The New York Times online science page published a short article today wherein scientists who have examined the Coptic fragment that has Jesus referring to his wife (“my wife”) is more likely authentic than not.


The issue isn’t really if the papyrus is ancient. The issue is whether the content is contrived. Am I the only person who remembers Irving Wallace’s thriller, The Word? (The novel was about how a forger used ancient materials to forge a phony gospel).

As I blogged back in 2012, Coptic specialists have reason to believe the text is phony — a clever splicing of lines and words from existing Coptic texts forged into this “new” text. Here’s a short (six page) essay by Francis Watson, a Coptic specialist who described how he thinks it was done. Here’s another longer explanation by a different specialist in early gospels who works in Coptic. If either of these explanations are correct (and they are coherent), then the age of the payprus is meaningless to the issue of authenticity. (See the footnote below for the latest information on the forgery argument.)

At best, if the text itself (the content) is genuine, we don’t have proof that Jesus was actually married. We’d have evidence someone thought he was married or wanted to cast him as such. As Coptic scholar Christian Askeland notes: “Karen KingĀ“s initial argument that this fragment demonstrates a fourth century literary manuscript of the ‘the Gospel of Jesus Wife’ is now officially dead, by her own admission. We are left with a deflated seventh to ninth century semi-literary scrap … or a fraud.”1

Personally, it wouldn’t matter if Jesus was married, theologically or historically. The gospels never claim to be an exhaustive repository of everything Jesus did or the entirety of his life. They are by nature and intent selective.

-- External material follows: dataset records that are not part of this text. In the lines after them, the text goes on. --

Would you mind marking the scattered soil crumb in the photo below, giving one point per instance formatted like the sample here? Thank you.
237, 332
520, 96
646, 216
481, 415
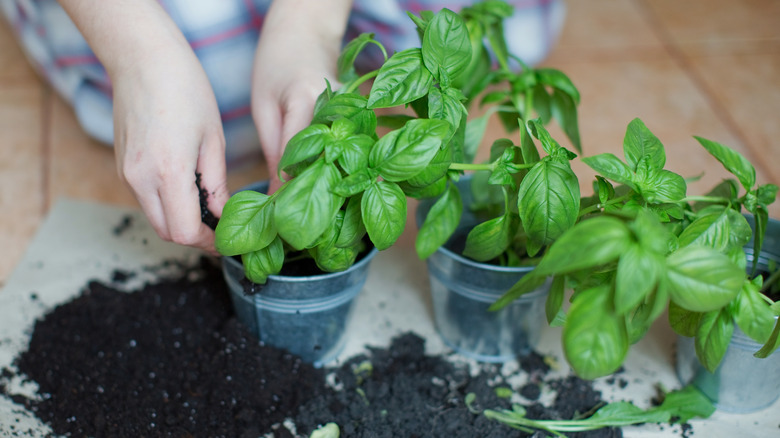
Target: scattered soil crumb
174, 351
124, 224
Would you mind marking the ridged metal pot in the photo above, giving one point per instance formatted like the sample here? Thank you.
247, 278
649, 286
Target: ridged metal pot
742, 383
305, 315
463, 289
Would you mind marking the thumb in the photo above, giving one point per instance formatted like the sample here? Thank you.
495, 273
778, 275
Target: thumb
213, 173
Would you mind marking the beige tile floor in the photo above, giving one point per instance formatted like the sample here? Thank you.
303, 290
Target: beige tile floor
698, 67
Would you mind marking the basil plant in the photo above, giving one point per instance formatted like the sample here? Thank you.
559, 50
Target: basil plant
642, 246
348, 187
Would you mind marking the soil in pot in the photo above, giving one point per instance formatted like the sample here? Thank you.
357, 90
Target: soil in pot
171, 360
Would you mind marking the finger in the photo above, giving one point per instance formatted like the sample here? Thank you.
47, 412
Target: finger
181, 206
149, 199
268, 121
211, 166
296, 116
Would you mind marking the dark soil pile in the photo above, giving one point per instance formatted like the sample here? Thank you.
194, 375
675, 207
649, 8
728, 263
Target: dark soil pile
170, 360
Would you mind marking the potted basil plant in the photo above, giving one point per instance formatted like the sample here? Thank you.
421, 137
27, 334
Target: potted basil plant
479, 231
643, 246
346, 193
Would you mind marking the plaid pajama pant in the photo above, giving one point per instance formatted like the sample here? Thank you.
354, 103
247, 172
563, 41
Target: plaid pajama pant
223, 34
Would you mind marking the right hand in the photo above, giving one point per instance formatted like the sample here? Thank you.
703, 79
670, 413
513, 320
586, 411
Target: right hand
167, 127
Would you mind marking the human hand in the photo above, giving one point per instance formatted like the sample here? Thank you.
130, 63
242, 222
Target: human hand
167, 128
296, 53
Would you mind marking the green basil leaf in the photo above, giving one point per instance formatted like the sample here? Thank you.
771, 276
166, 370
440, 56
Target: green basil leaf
384, 213
354, 153
771, 344
497, 40
352, 229
611, 167
354, 184
432, 190
307, 205
542, 103
393, 121
720, 230
591, 243
713, 337
527, 283
558, 80
440, 222
640, 144
595, 341
246, 224
475, 132
702, 279
732, 160
661, 186
401, 79
350, 106
342, 128
604, 189
308, 143
446, 44
686, 403
442, 106
403, 153
548, 143
683, 322
258, 265
554, 304
489, 239
331, 258
323, 98
639, 321
766, 194
753, 314
549, 201
638, 272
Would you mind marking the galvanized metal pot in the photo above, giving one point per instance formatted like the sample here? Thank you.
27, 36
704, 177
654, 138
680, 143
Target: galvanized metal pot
463, 290
741, 383
305, 315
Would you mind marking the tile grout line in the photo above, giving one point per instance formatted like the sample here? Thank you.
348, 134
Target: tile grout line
713, 102
46, 120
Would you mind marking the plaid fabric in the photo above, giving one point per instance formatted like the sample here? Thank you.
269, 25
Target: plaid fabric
223, 34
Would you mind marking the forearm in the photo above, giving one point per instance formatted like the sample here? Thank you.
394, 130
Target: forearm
126, 34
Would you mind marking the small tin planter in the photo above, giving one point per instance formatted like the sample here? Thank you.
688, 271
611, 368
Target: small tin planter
305, 315
463, 289
742, 383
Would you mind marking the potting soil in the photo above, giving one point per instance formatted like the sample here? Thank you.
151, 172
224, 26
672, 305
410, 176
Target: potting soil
170, 360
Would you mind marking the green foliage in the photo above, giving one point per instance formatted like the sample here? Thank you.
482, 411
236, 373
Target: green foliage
638, 246
678, 407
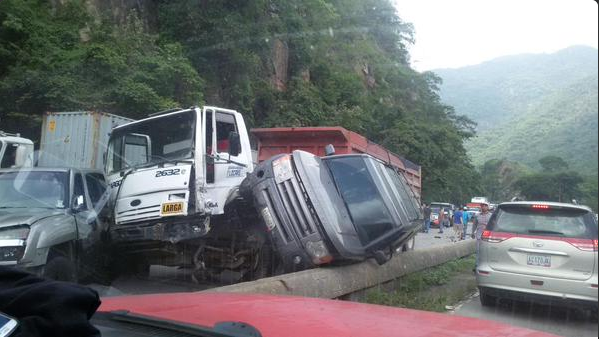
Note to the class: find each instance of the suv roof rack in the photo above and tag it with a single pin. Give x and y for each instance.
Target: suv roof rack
(165, 112)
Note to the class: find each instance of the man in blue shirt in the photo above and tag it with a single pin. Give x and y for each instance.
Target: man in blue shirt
(457, 224)
(465, 218)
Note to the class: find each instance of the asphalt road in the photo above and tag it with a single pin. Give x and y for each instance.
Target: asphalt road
(164, 279)
(556, 320)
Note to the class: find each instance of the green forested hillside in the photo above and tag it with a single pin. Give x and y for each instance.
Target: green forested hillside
(563, 124)
(493, 92)
(279, 62)
(530, 106)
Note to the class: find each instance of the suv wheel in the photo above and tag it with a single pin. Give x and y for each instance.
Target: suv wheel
(486, 299)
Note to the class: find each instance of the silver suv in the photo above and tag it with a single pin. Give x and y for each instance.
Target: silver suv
(539, 251)
(54, 222)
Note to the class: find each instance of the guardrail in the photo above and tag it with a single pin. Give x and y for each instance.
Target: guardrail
(334, 282)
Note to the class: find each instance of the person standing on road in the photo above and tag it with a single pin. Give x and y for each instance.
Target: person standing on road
(480, 224)
(457, 224)
(426, 211)
(441, 219)
(465, 218)
(480, 221)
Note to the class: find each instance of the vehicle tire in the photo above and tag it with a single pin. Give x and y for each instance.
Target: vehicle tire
(266, 264)
(60, 268)
(486, 299)
(409, 246)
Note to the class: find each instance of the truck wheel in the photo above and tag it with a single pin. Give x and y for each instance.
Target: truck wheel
(265, 264)
(61, 269)
(409, 246)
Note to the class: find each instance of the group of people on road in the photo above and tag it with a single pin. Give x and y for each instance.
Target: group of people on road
(460, 221)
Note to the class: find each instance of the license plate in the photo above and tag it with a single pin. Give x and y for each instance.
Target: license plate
(539, 260)
(172, 208)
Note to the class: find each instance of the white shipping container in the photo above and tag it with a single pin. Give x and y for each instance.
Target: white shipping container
(76, 139)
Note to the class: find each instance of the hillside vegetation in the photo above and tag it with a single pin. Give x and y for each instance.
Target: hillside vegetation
(529, 108)
(279, 62)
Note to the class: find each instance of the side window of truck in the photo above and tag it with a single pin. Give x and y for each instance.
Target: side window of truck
(96, 187)
(225, 124)
(78, 188)
(10, 156)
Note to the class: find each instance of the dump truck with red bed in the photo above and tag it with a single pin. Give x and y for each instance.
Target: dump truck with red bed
(326, 194)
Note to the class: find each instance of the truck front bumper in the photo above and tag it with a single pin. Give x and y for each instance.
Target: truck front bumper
(173, 231)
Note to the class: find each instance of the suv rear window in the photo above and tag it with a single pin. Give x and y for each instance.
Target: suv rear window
(561, 222)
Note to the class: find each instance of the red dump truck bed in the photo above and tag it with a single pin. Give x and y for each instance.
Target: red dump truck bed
(273, 141)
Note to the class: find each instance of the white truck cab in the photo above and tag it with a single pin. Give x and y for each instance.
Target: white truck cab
(177, 163)
(15, 151)
(170, 175)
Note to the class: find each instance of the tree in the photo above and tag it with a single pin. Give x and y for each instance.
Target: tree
(561, 186)
(553, 163)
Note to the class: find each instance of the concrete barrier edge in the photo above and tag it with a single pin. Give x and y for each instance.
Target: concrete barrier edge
(333, 282)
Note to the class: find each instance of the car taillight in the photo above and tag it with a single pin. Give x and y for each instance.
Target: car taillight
(587, 245)
(495, 237)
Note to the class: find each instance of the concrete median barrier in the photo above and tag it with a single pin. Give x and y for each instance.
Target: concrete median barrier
(334, 282)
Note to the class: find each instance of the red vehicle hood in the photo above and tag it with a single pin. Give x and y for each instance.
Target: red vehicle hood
(306, 317)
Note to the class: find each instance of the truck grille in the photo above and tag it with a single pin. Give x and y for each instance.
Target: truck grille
(301, 215)
(139, 214)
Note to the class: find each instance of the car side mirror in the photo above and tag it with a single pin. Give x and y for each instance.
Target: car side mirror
(78, 204)
(234, 144)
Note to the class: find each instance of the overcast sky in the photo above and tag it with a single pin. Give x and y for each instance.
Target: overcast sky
(456, 33)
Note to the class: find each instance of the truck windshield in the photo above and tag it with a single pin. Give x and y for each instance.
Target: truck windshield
(33, 189)
(169, 137)
(362, 197)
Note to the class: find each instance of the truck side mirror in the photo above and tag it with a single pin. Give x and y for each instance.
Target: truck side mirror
(234, 144)
(329, 150)
(77, 204)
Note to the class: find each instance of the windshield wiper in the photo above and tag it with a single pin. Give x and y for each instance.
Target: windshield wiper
(545, 231)
(221, 329)
(158, 163)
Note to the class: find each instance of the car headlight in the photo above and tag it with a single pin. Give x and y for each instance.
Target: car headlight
(14, 233)
(268, 219)
(319, 252)
(282, 169)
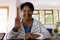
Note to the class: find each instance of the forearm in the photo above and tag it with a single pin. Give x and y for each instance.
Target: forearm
(35, 36)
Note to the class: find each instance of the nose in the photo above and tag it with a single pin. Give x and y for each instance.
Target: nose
(27, 12)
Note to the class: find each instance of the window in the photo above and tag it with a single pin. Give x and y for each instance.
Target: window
(46, 16)
(3, 19)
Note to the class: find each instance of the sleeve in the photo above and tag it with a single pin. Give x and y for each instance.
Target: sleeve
(12, 35)
(43, 32)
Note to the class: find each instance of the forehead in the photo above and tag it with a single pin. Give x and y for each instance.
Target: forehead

They deliver a theological message.

[Addendum: Francis Watson, the Coptologist who proposed the text was faked back in 2012, has put forth a preliminary response to the latest testing on the fragment. In a word, he still ain’t buying it. MSH]

  1. The source for this quotation is the Evangelical Textual Criticism blog. The post is recommended, since it has more information on Leo Depuydt’s view that the text was forged. Depuydt is a well known Egyptologist and Coptic scholar.